In the 1978 RSA paper, it is recommended, among other things, to choose primes $p$ such that $(p-1)$ has a large prime factor $u$. This was motivated by Pollard's p-1 algorithm. Further, the authors state:

Additional security is provided by ensuring that $(u−1)$ also has a large prime factor.

What was the motivation for that?

• It should be noted that elliptic curve factorization has made this security requirement redundant.

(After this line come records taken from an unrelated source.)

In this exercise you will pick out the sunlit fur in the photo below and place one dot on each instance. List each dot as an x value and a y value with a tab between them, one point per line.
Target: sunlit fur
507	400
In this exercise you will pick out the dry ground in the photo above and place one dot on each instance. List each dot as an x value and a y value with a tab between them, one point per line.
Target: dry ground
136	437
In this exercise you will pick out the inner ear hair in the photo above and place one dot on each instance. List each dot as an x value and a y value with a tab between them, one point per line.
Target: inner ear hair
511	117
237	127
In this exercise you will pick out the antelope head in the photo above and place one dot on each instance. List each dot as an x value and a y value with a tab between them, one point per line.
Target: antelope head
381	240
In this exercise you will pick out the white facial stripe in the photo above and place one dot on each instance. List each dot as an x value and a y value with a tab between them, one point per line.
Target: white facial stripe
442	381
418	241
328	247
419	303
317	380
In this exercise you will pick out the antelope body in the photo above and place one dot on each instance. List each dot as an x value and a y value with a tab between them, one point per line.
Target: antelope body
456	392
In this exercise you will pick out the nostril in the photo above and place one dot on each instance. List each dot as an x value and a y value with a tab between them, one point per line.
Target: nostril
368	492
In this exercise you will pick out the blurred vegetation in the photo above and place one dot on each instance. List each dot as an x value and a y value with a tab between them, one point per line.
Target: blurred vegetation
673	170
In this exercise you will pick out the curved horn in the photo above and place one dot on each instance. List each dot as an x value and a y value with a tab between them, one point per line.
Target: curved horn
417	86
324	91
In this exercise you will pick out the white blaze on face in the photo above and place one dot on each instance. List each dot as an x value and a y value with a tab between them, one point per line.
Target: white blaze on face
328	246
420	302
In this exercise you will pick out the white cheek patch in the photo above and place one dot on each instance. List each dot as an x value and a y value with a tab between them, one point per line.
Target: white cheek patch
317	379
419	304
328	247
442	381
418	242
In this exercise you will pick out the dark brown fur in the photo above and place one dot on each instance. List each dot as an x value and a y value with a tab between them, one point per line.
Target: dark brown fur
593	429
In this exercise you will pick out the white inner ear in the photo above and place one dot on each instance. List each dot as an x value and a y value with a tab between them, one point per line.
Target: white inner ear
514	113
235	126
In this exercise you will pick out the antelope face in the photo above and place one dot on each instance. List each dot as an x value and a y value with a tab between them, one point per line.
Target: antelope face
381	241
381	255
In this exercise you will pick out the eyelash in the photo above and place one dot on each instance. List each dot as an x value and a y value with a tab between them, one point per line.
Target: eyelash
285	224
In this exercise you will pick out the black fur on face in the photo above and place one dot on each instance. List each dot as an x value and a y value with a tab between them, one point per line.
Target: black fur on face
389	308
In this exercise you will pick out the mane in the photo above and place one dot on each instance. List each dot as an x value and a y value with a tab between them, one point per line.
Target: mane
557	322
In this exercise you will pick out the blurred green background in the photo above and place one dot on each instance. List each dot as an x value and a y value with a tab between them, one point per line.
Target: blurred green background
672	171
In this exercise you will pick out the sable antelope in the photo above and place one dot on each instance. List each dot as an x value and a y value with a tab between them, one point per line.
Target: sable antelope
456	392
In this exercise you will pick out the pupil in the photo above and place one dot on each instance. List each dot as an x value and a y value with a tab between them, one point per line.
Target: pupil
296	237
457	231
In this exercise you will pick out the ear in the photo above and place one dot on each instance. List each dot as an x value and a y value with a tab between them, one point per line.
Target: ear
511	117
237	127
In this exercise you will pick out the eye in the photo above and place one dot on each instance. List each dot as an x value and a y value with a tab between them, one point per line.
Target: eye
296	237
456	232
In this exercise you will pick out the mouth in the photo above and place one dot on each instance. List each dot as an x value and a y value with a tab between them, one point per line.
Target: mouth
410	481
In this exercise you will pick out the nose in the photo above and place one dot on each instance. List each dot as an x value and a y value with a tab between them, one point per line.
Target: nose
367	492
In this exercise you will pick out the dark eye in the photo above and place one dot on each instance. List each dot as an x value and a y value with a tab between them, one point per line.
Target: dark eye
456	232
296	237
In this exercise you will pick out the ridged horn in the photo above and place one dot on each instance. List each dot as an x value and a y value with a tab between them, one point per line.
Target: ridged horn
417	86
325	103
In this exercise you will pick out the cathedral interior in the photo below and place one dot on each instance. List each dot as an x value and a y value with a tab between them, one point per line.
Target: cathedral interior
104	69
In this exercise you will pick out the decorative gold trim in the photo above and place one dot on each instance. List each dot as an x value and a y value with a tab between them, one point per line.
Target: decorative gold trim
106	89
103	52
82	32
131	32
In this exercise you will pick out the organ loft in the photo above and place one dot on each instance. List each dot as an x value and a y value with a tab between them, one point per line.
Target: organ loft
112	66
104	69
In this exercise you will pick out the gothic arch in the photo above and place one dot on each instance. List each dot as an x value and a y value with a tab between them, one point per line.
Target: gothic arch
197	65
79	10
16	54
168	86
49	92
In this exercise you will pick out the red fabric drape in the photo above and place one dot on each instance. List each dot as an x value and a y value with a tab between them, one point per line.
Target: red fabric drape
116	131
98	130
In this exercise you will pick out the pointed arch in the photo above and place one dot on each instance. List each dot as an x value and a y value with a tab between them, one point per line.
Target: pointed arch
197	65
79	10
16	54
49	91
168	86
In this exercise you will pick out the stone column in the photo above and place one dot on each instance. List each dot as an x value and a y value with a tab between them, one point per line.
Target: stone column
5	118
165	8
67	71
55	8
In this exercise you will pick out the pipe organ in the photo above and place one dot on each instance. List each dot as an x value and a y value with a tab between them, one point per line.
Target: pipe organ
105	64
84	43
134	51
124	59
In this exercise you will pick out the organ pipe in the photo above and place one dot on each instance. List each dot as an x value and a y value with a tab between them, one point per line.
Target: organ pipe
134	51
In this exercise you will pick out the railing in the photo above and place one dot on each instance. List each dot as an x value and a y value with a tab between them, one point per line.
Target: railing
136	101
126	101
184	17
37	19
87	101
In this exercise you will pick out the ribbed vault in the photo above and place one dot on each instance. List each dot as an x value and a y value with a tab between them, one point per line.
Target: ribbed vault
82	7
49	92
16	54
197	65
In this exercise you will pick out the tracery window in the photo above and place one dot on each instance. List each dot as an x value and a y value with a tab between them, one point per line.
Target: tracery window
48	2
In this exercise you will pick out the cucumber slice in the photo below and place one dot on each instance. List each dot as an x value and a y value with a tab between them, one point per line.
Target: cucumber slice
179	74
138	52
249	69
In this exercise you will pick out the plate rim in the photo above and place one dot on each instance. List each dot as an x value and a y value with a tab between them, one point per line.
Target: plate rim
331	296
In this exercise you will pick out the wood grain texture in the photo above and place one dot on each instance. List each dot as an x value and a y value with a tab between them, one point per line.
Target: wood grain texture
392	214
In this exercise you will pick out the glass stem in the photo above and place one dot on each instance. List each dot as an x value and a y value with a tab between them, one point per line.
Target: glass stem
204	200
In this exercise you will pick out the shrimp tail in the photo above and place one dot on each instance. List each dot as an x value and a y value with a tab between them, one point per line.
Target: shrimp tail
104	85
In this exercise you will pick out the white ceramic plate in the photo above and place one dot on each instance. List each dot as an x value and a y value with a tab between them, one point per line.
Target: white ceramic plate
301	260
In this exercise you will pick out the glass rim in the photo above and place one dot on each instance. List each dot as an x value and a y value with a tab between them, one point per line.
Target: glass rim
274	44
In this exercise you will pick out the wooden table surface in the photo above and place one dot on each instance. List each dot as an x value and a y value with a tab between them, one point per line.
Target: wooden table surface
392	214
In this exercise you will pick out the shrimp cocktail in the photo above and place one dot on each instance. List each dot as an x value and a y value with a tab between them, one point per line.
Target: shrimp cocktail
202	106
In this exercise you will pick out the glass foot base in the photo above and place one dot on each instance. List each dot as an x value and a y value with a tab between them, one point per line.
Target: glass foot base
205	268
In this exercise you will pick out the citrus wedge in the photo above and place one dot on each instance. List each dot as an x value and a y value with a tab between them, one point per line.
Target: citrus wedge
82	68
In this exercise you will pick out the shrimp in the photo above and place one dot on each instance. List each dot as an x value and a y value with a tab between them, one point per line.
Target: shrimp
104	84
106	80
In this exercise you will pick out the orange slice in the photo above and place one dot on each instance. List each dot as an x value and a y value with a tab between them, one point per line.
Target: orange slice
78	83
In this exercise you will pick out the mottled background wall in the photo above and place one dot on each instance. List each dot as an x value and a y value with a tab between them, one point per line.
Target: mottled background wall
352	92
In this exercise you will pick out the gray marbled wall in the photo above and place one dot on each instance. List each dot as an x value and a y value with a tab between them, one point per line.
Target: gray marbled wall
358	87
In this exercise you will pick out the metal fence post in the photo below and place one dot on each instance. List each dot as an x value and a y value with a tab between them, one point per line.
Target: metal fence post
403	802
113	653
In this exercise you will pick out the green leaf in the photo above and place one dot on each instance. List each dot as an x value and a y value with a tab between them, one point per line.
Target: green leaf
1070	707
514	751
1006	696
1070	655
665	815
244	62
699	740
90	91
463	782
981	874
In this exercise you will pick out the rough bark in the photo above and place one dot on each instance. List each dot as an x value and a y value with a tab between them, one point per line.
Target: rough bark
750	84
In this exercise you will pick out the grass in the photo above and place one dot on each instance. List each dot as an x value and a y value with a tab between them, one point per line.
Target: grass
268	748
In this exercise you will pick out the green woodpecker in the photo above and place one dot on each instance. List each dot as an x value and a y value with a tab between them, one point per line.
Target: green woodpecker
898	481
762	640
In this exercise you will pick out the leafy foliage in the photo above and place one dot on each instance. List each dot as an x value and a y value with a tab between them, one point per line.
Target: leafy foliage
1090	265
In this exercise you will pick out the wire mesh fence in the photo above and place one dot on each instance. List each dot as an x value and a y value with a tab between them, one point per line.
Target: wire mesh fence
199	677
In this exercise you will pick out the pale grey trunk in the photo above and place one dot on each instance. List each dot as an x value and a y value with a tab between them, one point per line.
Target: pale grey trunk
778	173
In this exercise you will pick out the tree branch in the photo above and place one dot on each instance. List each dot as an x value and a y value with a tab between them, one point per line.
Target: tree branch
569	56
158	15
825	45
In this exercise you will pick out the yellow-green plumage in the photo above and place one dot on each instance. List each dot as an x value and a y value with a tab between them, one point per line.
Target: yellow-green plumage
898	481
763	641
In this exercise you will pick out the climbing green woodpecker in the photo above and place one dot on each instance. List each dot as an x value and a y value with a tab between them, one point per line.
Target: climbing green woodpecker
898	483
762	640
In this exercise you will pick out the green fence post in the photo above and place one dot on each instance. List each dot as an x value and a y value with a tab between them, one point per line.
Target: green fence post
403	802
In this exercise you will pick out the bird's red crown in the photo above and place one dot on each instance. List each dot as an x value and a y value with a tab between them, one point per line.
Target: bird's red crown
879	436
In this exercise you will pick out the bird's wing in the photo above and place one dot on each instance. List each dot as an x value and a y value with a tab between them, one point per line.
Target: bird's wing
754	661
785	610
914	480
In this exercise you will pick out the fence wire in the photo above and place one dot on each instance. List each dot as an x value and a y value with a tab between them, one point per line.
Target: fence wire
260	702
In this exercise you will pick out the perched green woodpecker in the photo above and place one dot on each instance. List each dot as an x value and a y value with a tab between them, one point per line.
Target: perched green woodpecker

On the other hand, ensuring (p - 1) has a large prime factor requires very little extra effort.
– user2448
Jul 6 '12 at 8:44
• @Brett Hale: I think you mean that ECC has made redundant the requirement to choose primes $p$ such that $(p−1)$ has a large prime factor $u$. The question is about a different second requirement. Also, ECC may not obsolete the first requirement in some cases: more than 2 primes, and enormously many public moduli, with the adversary content factoring a single one.
– fgrieu
Mar 4 '14 at 17:18

In 1977 Simmons and Norris  discussed the following "cycling" or "superencryption" attack on the RSA cryptosystem: given a ciphertext C, consider decrypting it by repeatedly encrypting it with the same public key used to produce it in the first place, until the message appears. Thus, one looks for a fixed point of the transformation of the plaintext under modular exponentiation. Since the encryption operation effects a permutation of $\mathbb{Z}_n = \{0,1,\ldots,n-1\}$, the message can eventually be obtained in this manner. Rivest  responds to their concern by (a) showing that the odds of success are minuscule if the n is the product of two $p^{--}$-strong primes, and (b) arguing that this attack is really a factoring algorithm in disguise, and should be compared with other factoring attacks.